Un jour, j’ai vomi de dégoût naturellement en me regardant dans le miroir, sans le faire exprès. Puis j’ai commencé à me faire vomir. C’était un geste facile et rapide. A chaque fois que je m’étais fait vomir, je me sentais vide, bien. Manger était un supplice. Je me dégoûtais. Je n’aimais ni ce que je faisais, ni ce que je devenais. Je ne faisais plus rien de ma vie. J’étais avec un garçon que je détestais. Ma mère avait peur pour moi. Je n’avais pas la force de faire mieux. Mes amis n’ont pas compris que je me faisais vomir. En soirée, ils pensaient que je vomissais parce que j’avais trop bu, pas que je le faisais exprès”.

Une femme très mince © Roman Shilin / Unsplash
Une femme très mince © Roman Shilin / Unsplash

L’inquiétude de certains proches

Mais certains de ses proches ne sont pas dupes. Angelina raconte : “Ma mère s’est le plus inquiétée. On habitait à 300 km l’une de l’autre. Elle me payait des consultations chez un psychiatre. Une amie, qui était passée par une grave anorexie au point de ne plus peser que 32 kg, mais qui s’en était sortie, m’a beaucoup aidée car elle comprenait ma situation”.

Deux déclics

A cette époque, Angelina n’a pas envie d’arrêter de se faire vomir. Mais 2 événements la font réfléchir. “Quand j’ai dit à mon père que j’étais anorexique, il m’a dit de me bouger au lieu de me lamenter. Je me suis dit qu’il avait raison, que c’était moi qui m’infligeais ma peine. Il traverse avec courage plusieurs problèmes. C’est un battant.

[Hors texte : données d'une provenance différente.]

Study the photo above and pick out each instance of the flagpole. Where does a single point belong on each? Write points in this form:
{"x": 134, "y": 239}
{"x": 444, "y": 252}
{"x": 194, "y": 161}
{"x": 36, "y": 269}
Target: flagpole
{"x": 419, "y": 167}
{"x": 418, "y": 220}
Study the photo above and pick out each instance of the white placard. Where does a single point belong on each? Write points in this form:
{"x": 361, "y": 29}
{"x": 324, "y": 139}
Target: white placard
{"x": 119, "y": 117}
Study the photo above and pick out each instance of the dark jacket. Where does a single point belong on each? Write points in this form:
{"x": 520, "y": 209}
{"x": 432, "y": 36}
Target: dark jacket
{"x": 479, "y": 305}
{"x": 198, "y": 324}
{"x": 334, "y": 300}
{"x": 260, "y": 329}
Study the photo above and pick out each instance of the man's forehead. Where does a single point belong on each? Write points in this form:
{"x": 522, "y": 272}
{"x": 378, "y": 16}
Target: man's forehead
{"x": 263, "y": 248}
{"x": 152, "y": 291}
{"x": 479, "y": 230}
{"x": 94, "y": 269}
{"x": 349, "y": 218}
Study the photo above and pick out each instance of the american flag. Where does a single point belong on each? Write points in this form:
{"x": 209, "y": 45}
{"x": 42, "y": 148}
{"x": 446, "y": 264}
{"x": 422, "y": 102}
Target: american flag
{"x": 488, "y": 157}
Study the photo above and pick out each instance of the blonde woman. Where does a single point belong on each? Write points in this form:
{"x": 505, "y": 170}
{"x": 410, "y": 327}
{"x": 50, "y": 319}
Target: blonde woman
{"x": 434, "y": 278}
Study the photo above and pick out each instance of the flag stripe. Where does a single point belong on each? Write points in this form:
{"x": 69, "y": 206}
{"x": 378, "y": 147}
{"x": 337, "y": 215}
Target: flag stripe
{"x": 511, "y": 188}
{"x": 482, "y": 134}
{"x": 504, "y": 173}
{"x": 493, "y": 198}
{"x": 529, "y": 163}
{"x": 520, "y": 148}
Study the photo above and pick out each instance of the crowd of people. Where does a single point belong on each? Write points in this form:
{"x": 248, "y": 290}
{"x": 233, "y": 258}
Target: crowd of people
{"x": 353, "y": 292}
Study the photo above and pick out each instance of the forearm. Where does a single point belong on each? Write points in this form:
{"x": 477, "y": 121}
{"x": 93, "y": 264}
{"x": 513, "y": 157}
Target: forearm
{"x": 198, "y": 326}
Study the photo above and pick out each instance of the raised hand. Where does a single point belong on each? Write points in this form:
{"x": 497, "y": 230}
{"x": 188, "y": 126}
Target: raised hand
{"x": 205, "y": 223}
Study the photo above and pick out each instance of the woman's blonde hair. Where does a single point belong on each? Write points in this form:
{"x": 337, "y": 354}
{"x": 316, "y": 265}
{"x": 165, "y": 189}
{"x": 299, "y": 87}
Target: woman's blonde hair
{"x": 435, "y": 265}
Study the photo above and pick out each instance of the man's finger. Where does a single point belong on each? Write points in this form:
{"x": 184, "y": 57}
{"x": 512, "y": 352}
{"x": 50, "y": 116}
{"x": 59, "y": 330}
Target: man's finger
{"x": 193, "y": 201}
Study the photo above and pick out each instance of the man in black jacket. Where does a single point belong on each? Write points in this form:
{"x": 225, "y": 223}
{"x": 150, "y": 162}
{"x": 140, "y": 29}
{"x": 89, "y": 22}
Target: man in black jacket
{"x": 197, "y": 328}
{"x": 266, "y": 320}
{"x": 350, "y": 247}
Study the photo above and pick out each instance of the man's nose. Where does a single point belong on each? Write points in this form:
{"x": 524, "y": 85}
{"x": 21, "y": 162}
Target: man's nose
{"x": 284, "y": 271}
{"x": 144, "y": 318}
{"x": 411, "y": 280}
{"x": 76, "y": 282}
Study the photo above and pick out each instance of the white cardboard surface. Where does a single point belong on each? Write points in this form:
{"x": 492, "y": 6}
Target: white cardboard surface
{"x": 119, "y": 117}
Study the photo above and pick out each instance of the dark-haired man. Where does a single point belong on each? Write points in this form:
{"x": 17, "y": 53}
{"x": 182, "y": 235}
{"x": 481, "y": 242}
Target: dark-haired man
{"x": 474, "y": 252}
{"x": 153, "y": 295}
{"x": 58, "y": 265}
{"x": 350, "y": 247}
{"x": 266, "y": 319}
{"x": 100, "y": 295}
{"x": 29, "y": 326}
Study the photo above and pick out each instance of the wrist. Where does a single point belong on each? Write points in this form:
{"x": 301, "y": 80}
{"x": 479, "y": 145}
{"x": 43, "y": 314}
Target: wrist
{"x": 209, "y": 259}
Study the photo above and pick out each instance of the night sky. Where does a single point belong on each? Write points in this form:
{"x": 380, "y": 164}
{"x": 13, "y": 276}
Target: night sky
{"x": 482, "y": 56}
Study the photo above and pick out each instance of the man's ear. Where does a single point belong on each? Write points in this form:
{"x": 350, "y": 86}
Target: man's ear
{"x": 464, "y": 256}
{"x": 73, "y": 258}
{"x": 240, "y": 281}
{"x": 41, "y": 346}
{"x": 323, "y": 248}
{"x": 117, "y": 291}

Il est mon modèle. J’ai voulu que mon père soit fier de moi. Et j’ai eu un lapin. Ça a été un second déclic. Je me sentais responsable de sa vie”, se souvient-elle avec émotion.

Une nouvelle vie

Angelina assure : “Aujourd’hui je suis fière de moi. Il m’arrive encore de me faire vomir une fois par mois, quand j’en ai marre de tout. Mais c’est anecdotique. Je réussis mes études. Je vis en colocation avec ma meilleure amie ; ça a changé ma vie. Je sais qu’elle me veut du bien. Je vais mieux. En prépa, j’ai validé ma première année, la deuxième je ne suis pas allée en cours mais j’ai passé des examens pour être ajournée. J’ai repris mes études, c’est une des choses qui m’ont fait aller mieux : apprendre de nouvelles choses, m’intéresser à un sujet, aimer faire quelque chose. J’aime apprendre, étudier. Retourner en cours, avoir un rythme m’a fait beaucoup de bien.

Elle dresse un bilan : “Maintenant ça fait trois ans que mon meilleur ami est mort, ma meilleure amie a toujours le cancer, mon père est toujours malade, mais je ne veux plus perdre du temps à pleurer. L’anorexie, c’est débile. Les anorexiques n’ont pas besoin d’aide ; ils ont besoin qu’on les secoue. Leur obsession est un appel à l’aide, un chemin vers la mort qui peut durer des années. Il faut de la bienveillance. Il faut aussi des gens qui disent ‘mange cette pomme et arrête de faire comme si c’était compliqué’. Si je devais donner un conseil à une personne anorexique, je lui dirais d’avoir le courage d’avancer et de ne pas s’enliser dans ce phénomène. La dépression est un truc dans lequel on se complaît, c’est facile de s’y lover”.

Elle complète : Pour moi, dépression et anorexie sont indissociables. L’anorexie, c’est vouloir mourir en maigrissant jusqu’à la mort. C’est trash, dur à regarder, ce n’est pas beau, ça fait peur. C’est contre-nature pour les autres et pour soi. Selon moi, il faut d’abord soigner la dépression, puis l’anorexie disparaîtra”.

Angelina conclut en souriant : “Aujourd’hui ma vie me convient et je n’éprouve plus le besoin de me faire vomir, sauf de façon négligeable. Tout dépend du regard que l’on porte sur les événements. C’est l’un des enseignements que je tire de cette expérience”.

*Angelina est le pseudonyme choisi par cette jeune femme, qui a préféré témoigner sous couvert d’anonymat.